A situação tem provocado um movimento de reação. As mulheres e os filhos dos pescadores têm embarcado para o mar para ampliar as chances de captura do pescado. Alguns jovens têm deixado de estudar para tentar ajudar no sustento da família.

TENSÃO

A tensão social no estuário do Paraná está crescendo. A indenização devida pela Petrobrás seria uma solução, mas tarda sobremaneira - e por hora nada parece indicar uma solução. Numa atitude inédita, o Tribunal de Justiça (TJ) do Paraná iniciou uma série de negociações com a estatal.

Os 5,4 mil processos contra a Petrobrás por danos morais e materiais começaram a subir da primeira para a segunda instância. Em todos, a Petrobrás perdeu. Os juízes têm arbitrado um valor de R$ 42 mil por pescador para cobrir ambos os danos em cerca de 450 processos julgados.
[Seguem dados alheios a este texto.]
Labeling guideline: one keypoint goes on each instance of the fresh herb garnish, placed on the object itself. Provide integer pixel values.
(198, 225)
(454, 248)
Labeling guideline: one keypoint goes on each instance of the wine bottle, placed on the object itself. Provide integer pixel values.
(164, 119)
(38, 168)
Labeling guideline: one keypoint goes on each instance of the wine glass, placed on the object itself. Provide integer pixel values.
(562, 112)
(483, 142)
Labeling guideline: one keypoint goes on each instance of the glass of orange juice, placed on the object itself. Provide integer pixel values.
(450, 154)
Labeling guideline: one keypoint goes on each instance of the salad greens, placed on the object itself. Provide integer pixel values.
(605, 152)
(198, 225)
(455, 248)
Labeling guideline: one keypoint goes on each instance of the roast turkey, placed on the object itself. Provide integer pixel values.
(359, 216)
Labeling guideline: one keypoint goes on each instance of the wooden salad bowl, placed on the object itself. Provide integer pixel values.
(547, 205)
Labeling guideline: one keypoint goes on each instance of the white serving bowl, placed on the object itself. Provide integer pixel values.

Em 14 de agosto, os advogados da estatal participaram da quarta audiência no TJ paranaense e fizeram uma oferta de R$ 6,8 mil de indenização para cada pescador. Também tentaram um acordo sobre as ações civis públicas que pedem multa de R$ 7 bilhões para a Petrobrás. As ações incluem, além do vazamento na Serra do Mar que atingiu os pescadores, o derramamento de 4 milhões de litros de óleo bruto no Rio Iguaçu, na Bacia do Paraná, em 2000.

São casos que aguardam perícia, como informou Saint Clair Honorato Santos, procurador de Justiça e Coordenador de Apoio Operacional das Promotorias de Proteção ao Meio Ambiente do Estado.

Além da situação precária dos pescadores, não existe hoje conhecimento sobre os efeitos da poluição na região. Um estudo feito por pesquisadores da Universidade Federal do Paraná (UFPR) identificou traços de organoclorados (entre os quais metais pesados) em botos que vivem na área.

Os mesmos animais têm sinais de hidrocarbonetos (petróleo). O estudo dos 400 botos que vivem no estuário é importante porque eles estão no topo da cadeia alimentar no ambiente marinho e, portanto, são acumuladores naturais de substâncias, já que se alimentam da fauna local. O mesmo peixe que alimenta o boto alimenta a população do estuário.

A reportagem do Estado tentou falar com a desembargadora Rosana Fachin, encarregada de mediar um acordo, mas não obteve retorno.